Coleta de Lixo Pneumática Até mesmo as cidades mais verdes produzem montanhas de lixo, o que cria dois problemas: coletar o lixo e eliminá-lo.
Do lado da coleta de resíduos, um sistema centralizado, utilizando uma rede subterrânea de tubos pneumáticos, pode substituir as frotas de caminhões que atrapalham o trânsito, estragam a pavimentação das ruas e queimam combustíveis fósseis.
Os tubos podem recolher o lixo tanto das casas como dos latões de lixo nas ruas e levá-lo a um centro de coleta e triagem. Embora alguns sistemas recolham apenas resíduos de alimentos, outros são planejados para tratar da coleta separada de papel e outros resíduos recicláveis.
Esses sistemas são utilizados atualmente em dezenas de cidades em todo o mundo; um sistema pneumático de coleta de lixo na Ilha Roosevelt, em Nova York, está em operação desde 1975.

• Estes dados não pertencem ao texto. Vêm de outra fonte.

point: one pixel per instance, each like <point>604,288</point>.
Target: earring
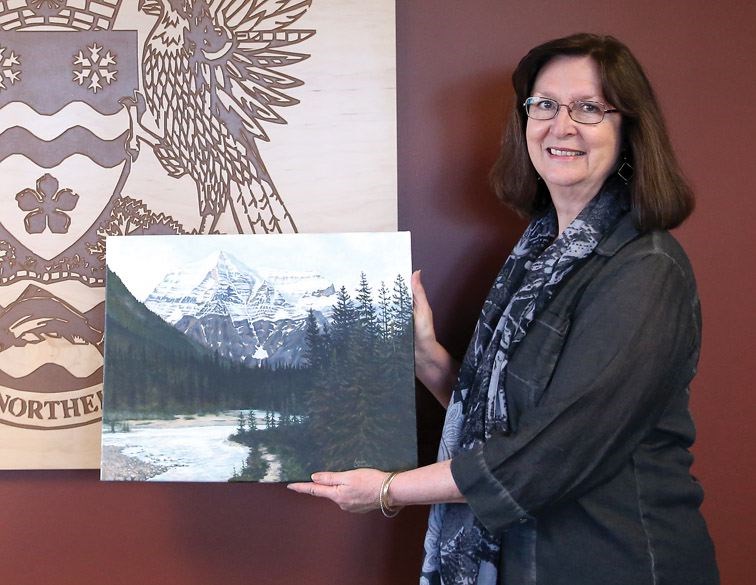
<point>625,171</point>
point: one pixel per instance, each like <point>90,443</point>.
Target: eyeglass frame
<point>602,106</point>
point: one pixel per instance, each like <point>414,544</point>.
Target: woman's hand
<point>353,491</point>
<point>358,490</point>
<point>434,367</point>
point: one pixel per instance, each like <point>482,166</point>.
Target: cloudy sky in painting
<point>143,261</point>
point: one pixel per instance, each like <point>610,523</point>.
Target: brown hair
<point>660,195</point>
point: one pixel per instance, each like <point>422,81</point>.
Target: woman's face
<point>573,159</point>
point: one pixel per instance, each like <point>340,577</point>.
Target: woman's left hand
<point>353,491</point>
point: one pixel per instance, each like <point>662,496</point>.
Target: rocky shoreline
<point>121,467</point>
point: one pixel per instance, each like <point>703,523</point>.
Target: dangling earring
<point>625,170</point>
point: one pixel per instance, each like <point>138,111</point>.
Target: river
<point>189,448</point>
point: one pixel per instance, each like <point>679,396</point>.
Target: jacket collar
<point>622,234</point>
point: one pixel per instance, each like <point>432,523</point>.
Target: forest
<point>350,405</point>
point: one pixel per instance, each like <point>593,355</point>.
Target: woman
<point>564,457</point>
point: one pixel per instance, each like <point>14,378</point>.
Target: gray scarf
<point>458,549</point>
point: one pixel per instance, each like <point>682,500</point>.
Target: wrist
<point>384,497</point>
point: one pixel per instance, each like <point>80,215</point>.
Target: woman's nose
<point>562,123</point>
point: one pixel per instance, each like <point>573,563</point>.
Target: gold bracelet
<point>386,510</point>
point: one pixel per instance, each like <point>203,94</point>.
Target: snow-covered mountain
<point>246,315</point>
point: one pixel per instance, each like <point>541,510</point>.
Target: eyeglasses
<point>583,112</point>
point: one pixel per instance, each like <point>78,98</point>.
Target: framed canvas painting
<point>257,358</point>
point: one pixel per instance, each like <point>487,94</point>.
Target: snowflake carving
<point>98,69</point>
<point>46,7</point>
<point>47,205</point>
<point>9,67</point>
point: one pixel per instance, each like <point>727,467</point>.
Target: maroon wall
<point>454,61</point>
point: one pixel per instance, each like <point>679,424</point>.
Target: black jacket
<point>592,486</point>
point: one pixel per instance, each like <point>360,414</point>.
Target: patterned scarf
<point>458,549</point>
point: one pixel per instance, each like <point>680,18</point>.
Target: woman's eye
<point>588,107</point>
<point>546,104</point>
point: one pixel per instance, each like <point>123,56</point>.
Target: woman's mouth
<point>562,152</point>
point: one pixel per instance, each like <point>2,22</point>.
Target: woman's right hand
<point>425,334</point>
<point>434,367</point>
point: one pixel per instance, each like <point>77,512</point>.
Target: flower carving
<point>47,206</point>
<point>9,67</point>
<point>95,67</point>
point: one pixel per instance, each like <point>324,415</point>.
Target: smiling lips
<point>560,152</point>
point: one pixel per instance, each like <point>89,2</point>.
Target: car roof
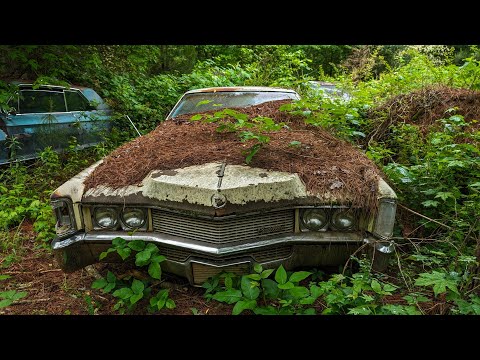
<point>29,83</point>
<point>240,88</point>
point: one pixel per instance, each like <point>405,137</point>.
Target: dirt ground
<point>53,292</point>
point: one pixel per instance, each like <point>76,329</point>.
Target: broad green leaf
<point>281,275</point>
<point>376,286</point>
<point>151,248</point>
<point>5,303</point>
<point>309,311</point>
<point>258,268</point>
<point>268,310</point>
<point>124,252</point>
<point>316,291</point>
<point>244,305</point>
<point>401,310</point>
<point>123,293</point>
<point>137,245</point>
<point>119,242</point>
<point>7,294</point>
<point>135,297</point>
<point>229,296</point>
<point>99,283</point>
<point>270,288</point>
<point>161,303</point>
<point>299,276</point>
<point>389,287</point>
<point>111,277</point>
<point>444,195</point>
<point>109,287</point>
<point>254,276</point>
<point>170,304</point>
<point>154,270</point>
<point>360,310</point>
<point>266,273</point>
<point>286,286</point>
<point>228,282</point>
<point>137,286</point>
<point>249,289</point>
<point>438,280</point>
<point>142,258</point>
<point>309,300</point>
<point>430,203</point>
<point>299,292</point>
<point>157,258</point>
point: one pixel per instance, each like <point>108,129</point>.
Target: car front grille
<point>261,256</point>
<point>226,230</point>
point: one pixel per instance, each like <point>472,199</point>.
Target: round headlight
<point>105,217</point>
<point>343,219</point>
<point>315,219</point>
<point>133,217</point>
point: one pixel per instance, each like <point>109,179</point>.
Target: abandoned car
<point>48,115</point>
<point>305,199</point>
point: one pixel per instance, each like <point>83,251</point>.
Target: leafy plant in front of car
<point>289,293</point>
<point>128,289</point>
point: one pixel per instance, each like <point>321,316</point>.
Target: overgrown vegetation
<point>434,167</point>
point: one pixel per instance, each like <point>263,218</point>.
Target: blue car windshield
<point>206,101</point>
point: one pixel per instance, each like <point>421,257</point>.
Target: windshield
<point>206,101</point>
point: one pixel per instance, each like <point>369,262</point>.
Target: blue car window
<point>41,101</point>
<point>76,101</point>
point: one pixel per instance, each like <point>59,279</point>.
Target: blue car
<point>51,115</point>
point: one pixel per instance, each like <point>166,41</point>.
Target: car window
<point>41,101</point>
<point>76,101</point>
<point>205,101</point>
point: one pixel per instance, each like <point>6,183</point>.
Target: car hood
<point>212,188</point>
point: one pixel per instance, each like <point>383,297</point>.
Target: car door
<point>90,124</point>
<point>40,120</point>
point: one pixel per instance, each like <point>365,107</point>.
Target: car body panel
<point>218,217</point>
<point>31,132</point>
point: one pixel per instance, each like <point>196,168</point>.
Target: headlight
<point>64,213</point>
<point>385,218</point>
<point>105,217</point>
<point>343,219</point>
<point>315,219</point>
<point>133,217</point>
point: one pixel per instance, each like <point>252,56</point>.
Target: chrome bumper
<point>307,249</point>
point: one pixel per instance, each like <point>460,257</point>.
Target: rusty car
<point>39,116</point>
<point>183,188</point>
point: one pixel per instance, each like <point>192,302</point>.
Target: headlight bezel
<point>97,225</point>
<point>305,211</point>
<point>335,213</point>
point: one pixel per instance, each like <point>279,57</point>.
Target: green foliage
<point>253,131</point>
<point>129,290</point>
<point>7,298</point>
<point>289,293</point>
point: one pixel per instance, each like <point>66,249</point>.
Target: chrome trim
<point>144,211</point>
<point>71,215</point>
<point>212,249</point>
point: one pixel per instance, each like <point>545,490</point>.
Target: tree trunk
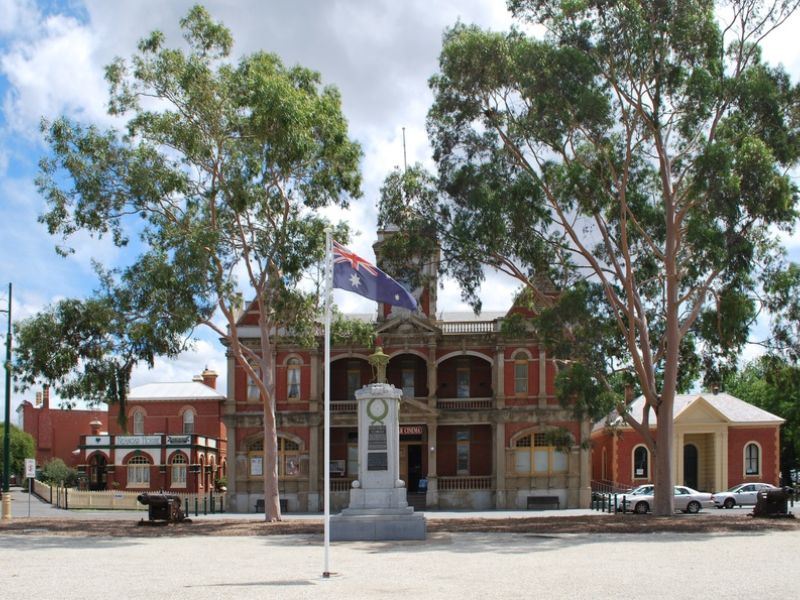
<point>664,502</point>
<point>272,506</point>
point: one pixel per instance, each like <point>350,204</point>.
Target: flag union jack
<point>343,255</point>
<point>354,274</point>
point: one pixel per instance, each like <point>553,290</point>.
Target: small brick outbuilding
<point>720,441</point>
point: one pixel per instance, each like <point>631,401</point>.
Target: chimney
<point>628,393</point>
<point>210,378</point>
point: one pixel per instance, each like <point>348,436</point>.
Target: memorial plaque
<point>377,437</point>
<point>377,461</point>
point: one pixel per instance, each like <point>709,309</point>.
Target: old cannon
<point>772,503</point>
<point>163,507</point>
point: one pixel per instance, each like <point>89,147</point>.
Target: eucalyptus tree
<point>628,164</point>
<point>220,171</point>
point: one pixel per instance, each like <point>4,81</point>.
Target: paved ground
<point>36,563</point>
<point>447,565</point>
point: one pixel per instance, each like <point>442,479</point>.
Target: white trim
<point>646,476</point>
<point>760,459</point>
<point>459,353</point>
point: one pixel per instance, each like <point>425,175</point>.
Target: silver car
<point>686,500</point>
<point>744,493</point>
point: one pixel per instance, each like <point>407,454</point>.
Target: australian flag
<point>354,274</point>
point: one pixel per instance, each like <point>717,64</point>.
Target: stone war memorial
<point>378,508</point>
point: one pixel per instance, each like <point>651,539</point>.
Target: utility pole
<point>7,429</point>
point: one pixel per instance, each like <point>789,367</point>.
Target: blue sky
<point>380,53</point>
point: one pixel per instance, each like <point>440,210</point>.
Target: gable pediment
<point>700,411</point>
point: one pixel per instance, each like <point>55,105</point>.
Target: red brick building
<point>175,440</point>
<point>720,441</point>
<point>57,431</point>
<point>477,416</point>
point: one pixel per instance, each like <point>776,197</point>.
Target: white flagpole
<point>327,400</point>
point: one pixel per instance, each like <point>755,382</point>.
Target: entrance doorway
<point>411,464</point>
<point>690,467</point>
<point>97,472</point>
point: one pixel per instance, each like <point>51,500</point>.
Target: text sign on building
<point>412,429</point>
<point>138,440</point>
<point>377,437</point>
<point>179,439</point>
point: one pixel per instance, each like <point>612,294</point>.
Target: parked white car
<point>686,500</point>
<point>744,493</point>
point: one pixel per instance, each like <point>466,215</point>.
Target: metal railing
<point>464,403</point>
<point>464,483</point>
<point>451,327</point>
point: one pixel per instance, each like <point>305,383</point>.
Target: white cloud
<point>52,74</point>
<point>379,53</point>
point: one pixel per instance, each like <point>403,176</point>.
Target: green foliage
<point>21,446</point>
<point>56,472</point>
<point>219,176</point>
<point>635,160</point>
<point>773,384</point>
<point>223,176</point>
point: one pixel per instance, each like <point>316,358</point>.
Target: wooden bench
<point>283,501</point>
<point>543,502</point>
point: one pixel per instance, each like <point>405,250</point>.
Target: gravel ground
<point>502,554</point>
<point>446,565</point>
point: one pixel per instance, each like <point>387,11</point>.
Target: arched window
<point>641,463</point>
<point>139,472</point>
<point>293,378</point>
<point>752,459</point>
<point>288,458</point>
<point>138,422</point>
<point>520,373</point>
<point>462,378</point>
<point>534,455</point>
<point>178,470</point>
<point>253,393</point>
<point>188,421</point>
<point>604,464</point>
<point>255,458</point>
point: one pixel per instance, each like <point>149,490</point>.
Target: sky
<point>379,53</point>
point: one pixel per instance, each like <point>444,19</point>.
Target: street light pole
<point>7,429</point>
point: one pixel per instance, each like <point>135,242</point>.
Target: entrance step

Transformar lixo em recursos Alcançar desperdício zero é tão importante para as cidades como alcançar o carbono zero.
Isto significa não só incentivar os moradores a reciclar. As cidades também podem implantar tecnologias que aproveitam a energia e outros recursos valiosos enterrados no lixo.
Avançados digestores anaeróbicos processam o lixo orgânico e o lodo que sobra do tratamento de águas residuais para a produção de biogás, que pode ser queimado para gerar energia. Essa tecnologia, mais comum na Europa, está começando a ser implantada nos EUA para o tratamento do lixo urbano.
Gaseificadoras por arco de plasma de alta temperatura podem consumir quase todo o fluxo de resíduos, gerando um gás sintético que é queimado para produzir eletricidade. A escória que sobra pode ser usada em materiais de construção.
Em um novo sistema em estudos no projeto PlanIT Valley, uma cidade ecológica planejada para o norte de Portugal, as latas de alumínio são processadas com água e energia, produzindo óxido de alumínio e hidrogênio, que pode então ser usado para alimentar células a combustível.
Mas como o óxido de alumínio exige tremendas quantidades de energia para fabricar alumínio, pode ser mais viável economicamente apenas reciclar as embalagens de alumínio.
Telhados verdes Os telhados, que ocupam um quinto da superfície urbana, podem ser usados para instalar painéis solares ou turbinas eólicas; mas sem ser isso, são subutilizados.
Cobrir o alto dos edifícios com gramíneas, arbustos e outras plantas pode gerar uma série de benefícios.
Embora com frequência seja mais caro do que as coberturas tradicionais, o telhado verde proporciona isolamento e reduz as necessidades de aquecimento e resfriamento de um edifício.
Ele absorve a água da chuva, reduzindo a carga dos sistemas de drenagem de águas pluviais, e filtra o restante da água que escorre, podendo assim ser usado para muitas necessidades domésticas. Esse telhado também filtra muitos poluentes do ar.